6. Sell to a private investor or friend/family member and lease/rent the property back from them. This option clears off the foreclosed loan on the property and uses someone elses good credit to get a new loan and may allow the foreclosure victims to stay in the property. Investors can also work out short sales on properties, although they usually do this in the hope of flipping the property by reselling it quickly at a profit.
7. Bankruptcy will stop the foreclosure process, but is usually an expensive alternative to setting up a repayment plan (described above as Option #2). Attorney fees, trustee fees, court costs, and high monthly payments cause numerous homeowners to fail their bankruptcies. Bankruptcy should usually only be considered if the homeowners desperately want to prevent foreclosure and if they have a significant amount of disposable income they can dedicate towards the bankruptcy payments.
8. Short sales are a good option for homeowners who owe more on the property than it is currently worth. A short sale means the bank accepts less than what they are actually owed, and would allow you to get out of the loan, at least. The bank would not be able to come after the homeowners for the rest of the loan amount, since, by accepting a lower amount, they forgive the rest of the debt owed on the mortgage.
9. Sell outright if the property is worth enough and if there is a willing and able buyer. List the house as a For Sale By Owner (FSBO) of through a local real estate broker. In some cases, it is the right decision just to unload the house to stop foreclosure and focus on repairing the credit situation until there is a more opportune time to purchase a new, more affordable home, possibly in a few years.

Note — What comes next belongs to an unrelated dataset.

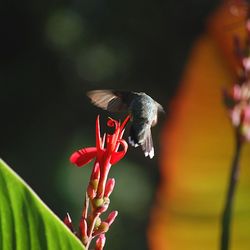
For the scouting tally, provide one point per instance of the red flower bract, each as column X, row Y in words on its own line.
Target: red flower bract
column 108, row 155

10. If 1-9 do not work, the homeowners can offer the bank a deed in lieu of foreclosure, which means they would be voluntarily giving the property back to the bank, with the bank agreeing that the property is payment in full of the loan. This is not much better than a foreclosure, and the homeowners have to leave the property anyway, but it will prevent the sheriff sale and eviction process. The bank will not be able to ask for any extra money or sue the former owners for a deficiency judgment, because they accept the property itself as satisfaction of the loan.

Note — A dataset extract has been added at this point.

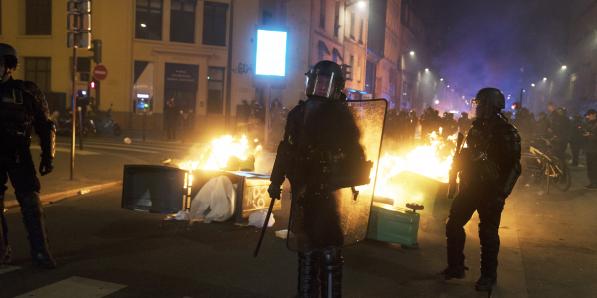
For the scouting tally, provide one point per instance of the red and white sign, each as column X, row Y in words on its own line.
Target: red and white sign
column 100, row 72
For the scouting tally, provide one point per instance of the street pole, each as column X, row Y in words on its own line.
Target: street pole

11. If 1-10 do not work, as a last resort, the homeowners can just move out and walk away and forget about the property. This is definitely not recommended if they care about their credit in any way and plan to borrow money for several years, but foreclosure should teach them not to rely on banks and lenders to bail them out with borrowed money when they face a hardship. or are short on cash. Many homeowners simply walk away because the foreclosure situation is so intimidating, but, as listed above, there are numerous options that are better than just giving up on the property.
Those are the most common options that can be used to stop foreclosure. There are a few others (suing the bank, bringing various complaints to regulatory agencies, etc.), but they involve much more cost and legal involvement and may not end up stopping the foreclosure process in the end. To learn more about any of these options, though, please consider searching through various resources online that offer foreclosure information. Every homeowner’s specific situation is very different and deserves a high level of review and analysis before any one solution or combination of alternatives to foreclosure are decided upon.